The final output, `Pe`, is a tensor of shape `(max_sequence_length, d_model)`. Each row corresponds to a position in the input sequence, and each column represents the positional encoding for that particular dimension in the model's embedding space.

The `stacked` tensor is created by stacking the `even_pe` (sine values) and `odd_pe` (cosine values) along a new dimension.
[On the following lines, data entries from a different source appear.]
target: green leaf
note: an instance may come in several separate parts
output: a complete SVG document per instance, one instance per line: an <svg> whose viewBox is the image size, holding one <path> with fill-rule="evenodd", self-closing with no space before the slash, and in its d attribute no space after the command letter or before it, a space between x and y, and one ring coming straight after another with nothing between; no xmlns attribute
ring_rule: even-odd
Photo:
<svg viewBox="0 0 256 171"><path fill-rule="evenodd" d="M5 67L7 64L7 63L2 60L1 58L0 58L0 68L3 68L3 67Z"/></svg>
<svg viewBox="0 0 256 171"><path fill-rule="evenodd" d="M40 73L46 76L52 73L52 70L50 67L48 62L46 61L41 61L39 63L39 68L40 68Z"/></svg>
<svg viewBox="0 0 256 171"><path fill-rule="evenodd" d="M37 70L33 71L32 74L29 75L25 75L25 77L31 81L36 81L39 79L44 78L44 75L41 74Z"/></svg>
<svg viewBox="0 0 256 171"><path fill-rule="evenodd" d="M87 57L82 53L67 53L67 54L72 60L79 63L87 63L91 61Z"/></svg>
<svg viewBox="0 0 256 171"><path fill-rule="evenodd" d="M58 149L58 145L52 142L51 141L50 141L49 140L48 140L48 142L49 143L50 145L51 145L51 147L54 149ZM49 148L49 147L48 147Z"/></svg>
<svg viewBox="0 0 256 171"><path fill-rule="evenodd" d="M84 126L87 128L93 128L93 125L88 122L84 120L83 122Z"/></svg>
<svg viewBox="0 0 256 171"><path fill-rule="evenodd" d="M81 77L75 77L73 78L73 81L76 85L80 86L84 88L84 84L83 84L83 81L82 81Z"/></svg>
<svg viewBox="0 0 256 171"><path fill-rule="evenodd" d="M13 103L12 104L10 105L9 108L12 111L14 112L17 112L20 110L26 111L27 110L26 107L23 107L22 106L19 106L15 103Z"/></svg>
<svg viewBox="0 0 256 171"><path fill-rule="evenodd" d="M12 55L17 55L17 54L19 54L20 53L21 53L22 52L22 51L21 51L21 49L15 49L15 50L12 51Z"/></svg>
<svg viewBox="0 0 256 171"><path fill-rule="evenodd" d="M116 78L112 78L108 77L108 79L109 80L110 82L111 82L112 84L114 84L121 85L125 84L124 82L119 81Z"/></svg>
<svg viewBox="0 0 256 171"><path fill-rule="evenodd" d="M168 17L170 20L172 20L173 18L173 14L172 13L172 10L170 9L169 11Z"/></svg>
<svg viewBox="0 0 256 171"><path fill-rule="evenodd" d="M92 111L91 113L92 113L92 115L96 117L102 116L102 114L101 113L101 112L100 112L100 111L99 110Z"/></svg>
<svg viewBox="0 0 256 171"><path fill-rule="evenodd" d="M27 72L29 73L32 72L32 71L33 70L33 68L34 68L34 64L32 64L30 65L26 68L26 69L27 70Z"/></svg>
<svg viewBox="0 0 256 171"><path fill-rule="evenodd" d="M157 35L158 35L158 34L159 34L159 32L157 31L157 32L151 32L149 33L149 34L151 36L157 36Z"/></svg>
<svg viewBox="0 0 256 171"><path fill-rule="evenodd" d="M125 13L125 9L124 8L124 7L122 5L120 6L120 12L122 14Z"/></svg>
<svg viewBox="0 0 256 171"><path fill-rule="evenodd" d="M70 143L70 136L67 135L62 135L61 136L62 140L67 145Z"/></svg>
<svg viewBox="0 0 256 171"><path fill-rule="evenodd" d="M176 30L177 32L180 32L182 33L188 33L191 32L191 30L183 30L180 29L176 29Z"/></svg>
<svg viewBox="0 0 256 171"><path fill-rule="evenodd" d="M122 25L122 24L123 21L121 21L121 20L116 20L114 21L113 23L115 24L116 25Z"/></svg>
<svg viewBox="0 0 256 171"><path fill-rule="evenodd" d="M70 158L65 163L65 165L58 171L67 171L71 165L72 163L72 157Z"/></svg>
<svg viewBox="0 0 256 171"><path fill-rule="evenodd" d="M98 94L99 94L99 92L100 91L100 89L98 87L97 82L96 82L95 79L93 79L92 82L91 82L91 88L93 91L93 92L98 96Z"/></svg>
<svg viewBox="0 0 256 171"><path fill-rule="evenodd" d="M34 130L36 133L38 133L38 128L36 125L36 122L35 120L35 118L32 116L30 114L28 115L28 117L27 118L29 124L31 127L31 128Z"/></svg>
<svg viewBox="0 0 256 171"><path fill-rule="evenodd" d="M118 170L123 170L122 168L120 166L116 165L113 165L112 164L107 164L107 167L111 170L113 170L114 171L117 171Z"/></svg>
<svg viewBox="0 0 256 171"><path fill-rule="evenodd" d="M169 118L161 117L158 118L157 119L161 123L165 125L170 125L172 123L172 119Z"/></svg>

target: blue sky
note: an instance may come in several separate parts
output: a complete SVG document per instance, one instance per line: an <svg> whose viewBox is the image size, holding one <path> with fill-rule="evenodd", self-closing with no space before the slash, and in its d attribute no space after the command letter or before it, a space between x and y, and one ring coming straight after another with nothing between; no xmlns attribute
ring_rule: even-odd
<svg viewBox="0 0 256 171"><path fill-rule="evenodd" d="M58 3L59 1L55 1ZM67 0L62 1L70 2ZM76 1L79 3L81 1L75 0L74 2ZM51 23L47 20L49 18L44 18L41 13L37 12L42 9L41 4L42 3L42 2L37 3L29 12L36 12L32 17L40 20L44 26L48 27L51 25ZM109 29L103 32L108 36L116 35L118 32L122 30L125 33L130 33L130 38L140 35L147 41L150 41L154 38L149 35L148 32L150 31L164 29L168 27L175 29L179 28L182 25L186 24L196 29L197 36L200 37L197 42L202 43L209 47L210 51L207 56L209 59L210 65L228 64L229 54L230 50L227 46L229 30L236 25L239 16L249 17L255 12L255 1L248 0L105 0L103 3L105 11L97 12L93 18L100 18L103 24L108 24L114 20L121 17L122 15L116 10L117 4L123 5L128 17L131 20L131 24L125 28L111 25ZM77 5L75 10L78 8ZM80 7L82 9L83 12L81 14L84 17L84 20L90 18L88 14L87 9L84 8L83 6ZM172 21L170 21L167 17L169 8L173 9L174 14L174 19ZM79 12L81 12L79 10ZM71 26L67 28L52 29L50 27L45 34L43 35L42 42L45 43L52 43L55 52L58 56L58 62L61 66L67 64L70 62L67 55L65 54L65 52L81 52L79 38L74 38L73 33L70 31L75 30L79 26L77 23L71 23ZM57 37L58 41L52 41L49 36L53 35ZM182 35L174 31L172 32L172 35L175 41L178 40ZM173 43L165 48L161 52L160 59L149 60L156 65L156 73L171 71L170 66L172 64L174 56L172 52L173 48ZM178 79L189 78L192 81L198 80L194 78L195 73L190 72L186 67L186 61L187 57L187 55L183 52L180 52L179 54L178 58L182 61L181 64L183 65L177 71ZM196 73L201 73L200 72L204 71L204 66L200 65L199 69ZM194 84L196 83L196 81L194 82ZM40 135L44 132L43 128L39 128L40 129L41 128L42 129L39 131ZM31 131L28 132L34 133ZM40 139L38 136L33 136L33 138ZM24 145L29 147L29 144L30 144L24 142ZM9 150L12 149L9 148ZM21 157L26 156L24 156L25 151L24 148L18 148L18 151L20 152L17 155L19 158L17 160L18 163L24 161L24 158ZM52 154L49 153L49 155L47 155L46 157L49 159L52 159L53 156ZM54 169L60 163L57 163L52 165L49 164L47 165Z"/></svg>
This results in a 3D tensor where, for each position, the sine and cosine values alternate in the new dimension.

Here’s an example with `d_model = 6` and `max_sequence_length = 4`:

```python
stacked = torch.stack([even_pe, odd_pe], dim=2)
```

### Example Output for `stacked`

Given the `even_pe` and `odd_pe` tensors:

```python
even_pe = tensor([[0.0000, 0.0000, 0.0000],
                  [0.8415, 0.0316, 0.0020],
                  [0.9093, 0.0632, 0.0040],
                  [0.1411, 0.0948, 0.0060]])

odd_pe = tensor([[1.0000, 1.0000, 1.0000],
                 [0.5403, 0.9995, 1.0000],
                 [0.4161, 0.9980, 0.9999],
                 [0.9900, 0.9955, 0.9998]])
```

The `stacked` tensor will look like this:

```python
stacked = tensor([[[0.0000, 1.0000],
                   [0.0000, 1.0000],
                   [0.0000, 1.0000]],

                  [[0.8415, 0.5403],
                   [0.0316, 0.9995],
                   [0.0020, 1.0000]],

                  [[0.9093, 0.4161],
                   [0.0632, 0.9980],
                   [0.0040, 0.9999]],

                  [[0.1411, 0.9900],
                   [0.0948, 0.9955],
                   [0.0060, 0.9998]]])
```

In this 3D tensor:
- The first dimension corresponds to the sequence positions (0, 1, 2, 3).
- The second dimension corresponds to the even and odd indices of the `d_model`.
- The third dimension alternates between sine (even_pe) and cosine (odd_pe) values.

Each inner pair `[sin, cos]` provides the positional encoding for each dimension of the model's embedding.